Any buildup of cyberspace contracts and personnel in the Springs would be gradual, said Brian Binn, president of the Military Affairs Division of the Greater Colorado Springs Chamber of Commerce.
That would mirror the way defense contractors specializing in space opened small-business development and marketing offices here in the 1980s, and later expanded with major operations in the Springs after winning key contracts for work from local commands.
“It will start with one, two or three people as they try to build the market. The growth will be gradual because all of the established companies have in-house capability to expand when necessary,” Binn said.
“A lot of current defense contractors are already doing pieces of this work at some other location and they can do the work wherever their expertise is located. But you also have niche companies here that have the opportunity to partner with some of the larger players.”
The chamber is trying to convince the Army to keep its cyberspace operations in the Springs, which are currently part of its Space and Missile Defense Command/Army Forces Strategic Command. The Army also is considering creating a new command or moving the operations under the Army’s Network Enterprise Technology Command in Arizona, or its Intelligence and Security Command in Virginia, Binn said. The Army could make that decision as early as next month, he said.
Cyberspace work likely will come initially as part of existing defense contracts as the military adds more cyberspace elements to current projects, said Dale Meyerrose, a retired Air Force major general who lives in the Springs.
He was hired a year ago by defense giant Harris Corp. as vice president and
general manager for cyberspace solutions, a new business unit the company
started to win work from a variety of federal government agencies.
It is helping the military manage the large amount of video data its unmanned aircraft collect. While the work may not be classified as a cyberspace project, it includes many cyberspace elements, Meyerrose said.
That’s already happened for Colorado Springs-based Intelligent Software Solutions, which has been building information systems for the military that include cyberspace elements for several years, said Jay Jesse, the company’s CEO. A $300 million contract the company won in September from the Air Force Research Laboratory already includes several cyberspace tasks and more could be added over the remainder of the five-year deal, he said.
“A few years ago, we decided to build up our own expertise in this area and started building a talent base. Our research and development efforts targeted cyberspace as the next (battlefield),” Jesse said. “We developed those capabilities so we could show the Air Force and they could understand how they could use it. We have about 5 percent of our staff working on those programs. I thought it would ramp up quicker, but it takes awhile to get through budget and acquisition cycles.”
ISS is already making money on cyberspace, but Jesse believes “the future is even brighter. It’s hard to tell how bright that future might be. Cyber will be a piece of many projects. It won’t be dozens of projects with high visibility, but it will be a part of many of them.”

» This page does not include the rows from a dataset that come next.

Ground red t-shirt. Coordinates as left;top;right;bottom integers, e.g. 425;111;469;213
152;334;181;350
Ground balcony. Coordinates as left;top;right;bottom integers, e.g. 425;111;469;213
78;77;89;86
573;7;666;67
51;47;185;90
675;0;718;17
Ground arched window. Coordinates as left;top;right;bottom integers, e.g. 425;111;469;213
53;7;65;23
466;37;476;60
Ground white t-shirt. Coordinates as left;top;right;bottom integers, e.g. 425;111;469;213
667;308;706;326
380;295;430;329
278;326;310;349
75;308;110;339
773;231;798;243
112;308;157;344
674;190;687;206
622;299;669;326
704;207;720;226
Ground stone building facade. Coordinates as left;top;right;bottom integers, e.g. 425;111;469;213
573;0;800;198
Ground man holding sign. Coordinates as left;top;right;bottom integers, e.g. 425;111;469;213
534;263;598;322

ITT Corp., one of the largest defense contractors in the Springs area, earlier this month merged its technology and information services units into a new information systems operation to be better positioned to bid on cyberspace security contracts, said B.J. Talley, a spokesman for ITT’s Systems Division, which is headquartered locally. The merger consolidates the company’s expertise that had been spread across several units into a single operation, he said.

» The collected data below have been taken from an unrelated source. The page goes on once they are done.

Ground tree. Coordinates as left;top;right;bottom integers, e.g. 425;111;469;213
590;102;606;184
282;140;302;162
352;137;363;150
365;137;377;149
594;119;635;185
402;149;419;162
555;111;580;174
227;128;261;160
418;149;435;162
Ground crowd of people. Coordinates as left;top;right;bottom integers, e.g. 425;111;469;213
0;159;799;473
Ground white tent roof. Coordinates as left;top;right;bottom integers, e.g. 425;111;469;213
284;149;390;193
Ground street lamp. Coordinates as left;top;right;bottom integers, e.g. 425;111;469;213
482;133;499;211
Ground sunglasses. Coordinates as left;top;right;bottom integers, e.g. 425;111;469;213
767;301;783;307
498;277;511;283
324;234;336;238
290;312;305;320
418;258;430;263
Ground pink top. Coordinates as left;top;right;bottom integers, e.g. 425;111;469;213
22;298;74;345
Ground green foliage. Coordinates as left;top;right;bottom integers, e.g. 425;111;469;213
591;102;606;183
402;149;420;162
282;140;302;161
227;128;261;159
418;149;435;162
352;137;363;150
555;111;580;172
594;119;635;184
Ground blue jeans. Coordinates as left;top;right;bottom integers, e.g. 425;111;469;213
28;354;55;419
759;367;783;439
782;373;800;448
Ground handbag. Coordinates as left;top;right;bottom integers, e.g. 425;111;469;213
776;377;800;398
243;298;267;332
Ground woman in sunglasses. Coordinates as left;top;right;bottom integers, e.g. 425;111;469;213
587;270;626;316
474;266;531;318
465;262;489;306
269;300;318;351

Although cyberspace work in many cases is starting out as additions to existing contracts, Talley expects the Defense Department to eventually consolidate that work into larger contracts that give the military “a solution or stand-alone capability, rather than having to buy what they need piecemeal.”
Steve Oswald, who heads Boeing Co.’s Intelligence and Security Systems Division in St. Louis, the unit that is coordinating the company’s cyberspace efforts, said the company likely will shift employees with such expertise from other work as those contracts wind down, which could include some in Colorado Springs.
Booz Allen Hamilton Inc. has about 65 employees in the Springs working on cyberspace work under intelligence, operations, communications and plans contracts valued at about $20 million and awarded last year by Air Force Space Command, said Nate Rogers, a company official at the National Symposium on Homeland Defense and Security in November at The Broadmoor hotel. The work includes protecting networks and databases for several local commands, he said.
Both Lockheed Martin Corp. and Northrop Grumman Corp., which are two of the
largest defense contractors in the Springs, are focusing their military
cyberspace operations in the Washington, D.C., area, rather than in Colorado.